The national president of the US organisation Veterans for Peace, Mike Ferner has written an open letter to US President Barack Obama published below. VFP involves veterans from past and current US wars. Its members "draw on our personal experiences and perspectives gained as veterans to raise public awareness of the true costs and consequences of militarism and war — and to seek peaceful, effective alternatives". For more information, visit
Dear President Obama,
We write to you again, this time to say we are saddened to see that you now clearly believe in the tired, inhumane and unworkable assumption that violence will somehow work; that might makes right. But that is not the only thing we need to tell you.
We are not just saddened. We are angry.
We are outraged by these actions, this practice of "death from above" you are ordering, causing the killing and wounding of hundreds of innocent people, as exemplified by the recent horrific attacks in Afghanistan.
When will it be enough, Mr President?
What is the number of dead and injured at which you will say "this can't go on", the number at which you will decide it's time to turn away from violence and find another way?
This really is the question upon which everything else will turn — how many bodies are too many?
You know it is impossible to kill our way to a resolution, if for no other reason than every death and injury creates even more people willing to fight and die to remove us from their land.
We've been through this before, Mr President, and I don't mean that in a rhetorical way. We have indeed been through this all before — unlike most of the people in our country or in your administration.
We have seen and heard and smelled and felt what "death from above" actually means, not in a briefing report but right there in our hands and before our eyes.
We've seen the look in the eyes of the people we occupied.

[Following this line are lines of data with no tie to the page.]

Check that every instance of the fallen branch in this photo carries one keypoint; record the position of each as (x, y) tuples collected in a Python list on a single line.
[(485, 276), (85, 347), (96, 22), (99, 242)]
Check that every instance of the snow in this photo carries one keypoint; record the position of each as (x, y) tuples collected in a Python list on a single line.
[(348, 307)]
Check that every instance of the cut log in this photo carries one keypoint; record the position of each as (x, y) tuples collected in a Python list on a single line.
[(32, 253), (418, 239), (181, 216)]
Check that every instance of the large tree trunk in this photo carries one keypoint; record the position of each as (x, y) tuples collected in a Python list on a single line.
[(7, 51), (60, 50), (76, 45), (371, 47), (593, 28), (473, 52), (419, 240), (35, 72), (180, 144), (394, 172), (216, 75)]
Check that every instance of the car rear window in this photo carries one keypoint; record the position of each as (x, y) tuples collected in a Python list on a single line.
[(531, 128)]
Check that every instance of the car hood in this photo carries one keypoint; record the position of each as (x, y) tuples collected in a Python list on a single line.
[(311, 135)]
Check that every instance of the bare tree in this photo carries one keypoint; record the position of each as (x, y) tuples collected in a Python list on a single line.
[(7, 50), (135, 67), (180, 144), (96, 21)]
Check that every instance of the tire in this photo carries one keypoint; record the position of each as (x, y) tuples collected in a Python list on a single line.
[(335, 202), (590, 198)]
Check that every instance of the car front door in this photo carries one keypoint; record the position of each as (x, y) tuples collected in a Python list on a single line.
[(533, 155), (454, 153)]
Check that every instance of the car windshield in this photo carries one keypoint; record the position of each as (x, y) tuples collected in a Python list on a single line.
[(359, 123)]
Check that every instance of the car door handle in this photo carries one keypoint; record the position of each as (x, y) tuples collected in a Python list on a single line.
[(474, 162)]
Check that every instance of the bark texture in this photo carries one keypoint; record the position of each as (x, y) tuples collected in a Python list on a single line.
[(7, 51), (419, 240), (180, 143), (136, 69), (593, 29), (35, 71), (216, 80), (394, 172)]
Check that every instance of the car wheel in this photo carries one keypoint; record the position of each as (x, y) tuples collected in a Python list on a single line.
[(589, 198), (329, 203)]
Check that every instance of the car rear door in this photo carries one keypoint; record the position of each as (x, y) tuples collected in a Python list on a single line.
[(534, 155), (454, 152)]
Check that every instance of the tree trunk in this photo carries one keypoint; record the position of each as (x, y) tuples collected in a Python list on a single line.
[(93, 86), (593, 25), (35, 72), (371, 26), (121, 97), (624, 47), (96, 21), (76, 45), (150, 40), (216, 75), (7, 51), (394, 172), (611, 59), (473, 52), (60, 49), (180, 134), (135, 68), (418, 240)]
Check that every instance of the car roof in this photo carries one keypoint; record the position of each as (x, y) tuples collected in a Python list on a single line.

We felt their anger and their humiliation.
We remember these things well, Mr President, because they will not go away no matter how many years pass.
Veterans For Peace will continue to speak out against such crimes. We will do so along with the growing numbers of people who are telling you that by going down this road you are making a tragic mistake.

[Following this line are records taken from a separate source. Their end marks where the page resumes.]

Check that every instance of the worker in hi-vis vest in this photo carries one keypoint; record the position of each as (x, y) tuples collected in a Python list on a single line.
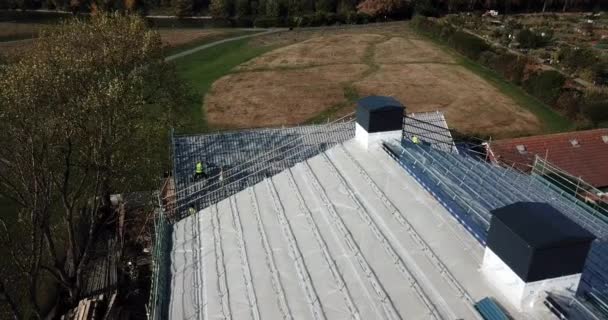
[(415, 140), (199, 170)]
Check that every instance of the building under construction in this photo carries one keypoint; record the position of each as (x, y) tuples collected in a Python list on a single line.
[(378, 215)]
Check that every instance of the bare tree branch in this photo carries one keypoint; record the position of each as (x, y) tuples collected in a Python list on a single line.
[(5, 297)]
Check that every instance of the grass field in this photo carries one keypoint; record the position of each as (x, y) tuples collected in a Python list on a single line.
[(177, 40), (203, 68), (315, 75), (551, 121), (10, 31)]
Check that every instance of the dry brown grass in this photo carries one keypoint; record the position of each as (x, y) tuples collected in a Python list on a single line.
[(21, 30), (176, 37), (273, 98), (470, 104), (401, 50), (335, 49), (13, 49), (293, 84)]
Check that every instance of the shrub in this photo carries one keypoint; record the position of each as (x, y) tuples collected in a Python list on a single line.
[(447, 32), (599, 72), (426, 8), (511, 66), (529, 39), (487, 58), (428, 26), (545, 85), (468, 44), (595, 107), (569, 103), (351, 17), (267, 22), (363, 18), (577, 58), (243, 22)]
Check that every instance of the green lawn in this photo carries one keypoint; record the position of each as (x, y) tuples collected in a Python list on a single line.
[(226, 33), (202, 68), (550, 119)]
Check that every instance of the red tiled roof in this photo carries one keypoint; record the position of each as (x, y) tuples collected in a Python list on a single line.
[(588, 160)]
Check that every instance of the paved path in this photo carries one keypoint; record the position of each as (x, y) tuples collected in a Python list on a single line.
[(215, 43), (545, 66)]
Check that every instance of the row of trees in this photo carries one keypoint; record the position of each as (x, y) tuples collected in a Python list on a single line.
[(292, 8), (84, 114), (550, 86)]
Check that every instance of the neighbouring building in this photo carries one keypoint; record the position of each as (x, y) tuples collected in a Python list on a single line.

We no longer face the old question of "guns or butter". Now the question is: will we completely destroy our economy with all that means, or will we step back from the brink and do what our humanity demands of us before the slide into moral and economic ruin is irreversible?
At some point, Mr President, you will decide to turn away from violence, to end these occupations. As we wrote before, we stand ready to assist you in any effort to find another way.
Until then you will find us in the streets.